According to Perry’s report, 9/11 made the public fear terrorism in a way they previously hadn’t. But the attack drew attention away from the more common white domestic terrorists, like Oklahoma City bomber Timothy McVeigh, and instead put the focus on brown-skinned Muslim men.
In studying 30 years worth of violent incidents in Canada, however, Perry found around 120 events coming from white supremacists and related groups versus seven acts of violence coming from what the study refers to as Islamic extremism.
“It really puts it into perspective,” she said.
Simon Fraser University PhD student Ryan Scrivens co-authored the report with Perry.
He told VICE that when racially-motivated violence did break out, law enforcement officials tended to write it off as isolated incidents.
“They didn’t communicate, they just thought ‘We have a couple skinheads in our city or town.’ It was a broader problem,” he said.
He pointed out Justin Bourque, the man who killed three RCMP officers in Moncton in 2014, wasn’t labelled as a terrorist but rather as a lone wolf with mental health issues.

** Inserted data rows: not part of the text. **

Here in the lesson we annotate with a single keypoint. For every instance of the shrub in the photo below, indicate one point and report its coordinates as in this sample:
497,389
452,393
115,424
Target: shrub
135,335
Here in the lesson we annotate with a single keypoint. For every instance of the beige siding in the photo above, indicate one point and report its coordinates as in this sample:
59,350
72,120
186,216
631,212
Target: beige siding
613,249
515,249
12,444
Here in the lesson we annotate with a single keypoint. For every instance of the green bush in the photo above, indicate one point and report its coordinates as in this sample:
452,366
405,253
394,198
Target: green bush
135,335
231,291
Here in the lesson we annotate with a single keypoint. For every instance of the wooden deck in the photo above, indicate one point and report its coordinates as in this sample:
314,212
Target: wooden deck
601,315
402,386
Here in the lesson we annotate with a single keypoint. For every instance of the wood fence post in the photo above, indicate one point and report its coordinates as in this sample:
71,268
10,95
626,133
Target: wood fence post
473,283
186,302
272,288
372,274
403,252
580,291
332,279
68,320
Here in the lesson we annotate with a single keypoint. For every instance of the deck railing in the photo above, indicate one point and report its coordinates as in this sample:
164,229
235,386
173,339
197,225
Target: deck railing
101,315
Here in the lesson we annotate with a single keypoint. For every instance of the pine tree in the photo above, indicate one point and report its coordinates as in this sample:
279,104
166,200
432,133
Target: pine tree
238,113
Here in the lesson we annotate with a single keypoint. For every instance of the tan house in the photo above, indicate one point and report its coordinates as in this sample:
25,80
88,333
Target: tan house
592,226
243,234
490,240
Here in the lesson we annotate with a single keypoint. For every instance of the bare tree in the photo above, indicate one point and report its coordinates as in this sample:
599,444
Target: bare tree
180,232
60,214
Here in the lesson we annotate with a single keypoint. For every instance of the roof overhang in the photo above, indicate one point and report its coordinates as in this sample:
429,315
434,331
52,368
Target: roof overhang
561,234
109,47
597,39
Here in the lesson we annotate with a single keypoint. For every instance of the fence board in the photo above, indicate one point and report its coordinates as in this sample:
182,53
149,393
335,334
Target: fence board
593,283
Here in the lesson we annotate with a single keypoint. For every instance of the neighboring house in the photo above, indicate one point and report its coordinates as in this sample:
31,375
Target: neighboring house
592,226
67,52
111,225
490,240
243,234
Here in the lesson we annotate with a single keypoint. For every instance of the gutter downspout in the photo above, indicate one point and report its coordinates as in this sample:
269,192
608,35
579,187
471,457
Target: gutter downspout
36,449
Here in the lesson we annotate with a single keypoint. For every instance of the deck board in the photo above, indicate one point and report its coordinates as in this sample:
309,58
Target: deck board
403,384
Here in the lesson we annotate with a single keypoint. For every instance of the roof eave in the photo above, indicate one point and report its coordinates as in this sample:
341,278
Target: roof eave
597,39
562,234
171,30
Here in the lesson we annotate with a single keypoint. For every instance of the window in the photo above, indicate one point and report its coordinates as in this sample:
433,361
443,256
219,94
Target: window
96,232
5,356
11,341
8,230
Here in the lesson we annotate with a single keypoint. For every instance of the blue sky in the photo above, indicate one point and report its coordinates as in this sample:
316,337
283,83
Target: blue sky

Both Scrivens and Perry said populist rhetoric by politicians and, in the case of Donald Trump, an actual Muslim ban, are fuelling the tensions.
Read more: Quebec Mosque Shooting Reminds Us Canada’s Hate Is Not Imported
“Our worst fear is realized of what the impact of this rhetoric would be and it’s not coincidence it happened on the same weekend that [Trump] invoked that executive order. It was a message that clearly said there are people who don’t belong in this country.”
In Canada, Conservative candidate Kellie Leitch was called out on Twitter after she expressed her condolences over the mosque shooting. Leitch has advocating for screening immigrants for “Canadian values,” which many view as dog-whistle politics.
Perry said Leitch would be “foolish” not to reconsider her tactics. J.M. Berger, a fellow at The Hague International Centre for Counter-Terrorism said it’s difficult to determine how rhetoric translates into violence. However, he explained that the US has seen a wave of hate crimes and harassment following Trump’s election and there’s good reason to think that trend will continue, similar to what happened in the UK following Brexit.
“There’s no doubt that President Trump’s campaign has profoundly emboldened white nationalists in the United States and abroad, in terms of organizing and promoting their message,” he said.
According to Berger’s studies, white nationalists are outperforming ISIS on Twitter and other websites. He said the two groups have some things in common—they divide the world into two categories of identity, with an “in group” and an “out group.”
He said ISIS has “one of the most violent prescriptions for dealing with the out group,” whereas neo-Nazis, while historically very violent, have been less able to mobilize their followers to carry out mass murders at a consistent pace in recent times.
In addition to bringing the people who commit crimes to justice, Perry said it’s important to attempt to intervene when people express right-wing extremist views online.
She pointed to an initiative in the UK where social workers monitor chatter about white power on Facebook and Twitter and try to directly engage people in a dialogue. She also talked about how Google ads have been used to redirect someone searching for white power groups to sites with “alternative narratives.”
“I think we really need to pay more attention to that than the punitive responses, which can be counterproductive,” she said.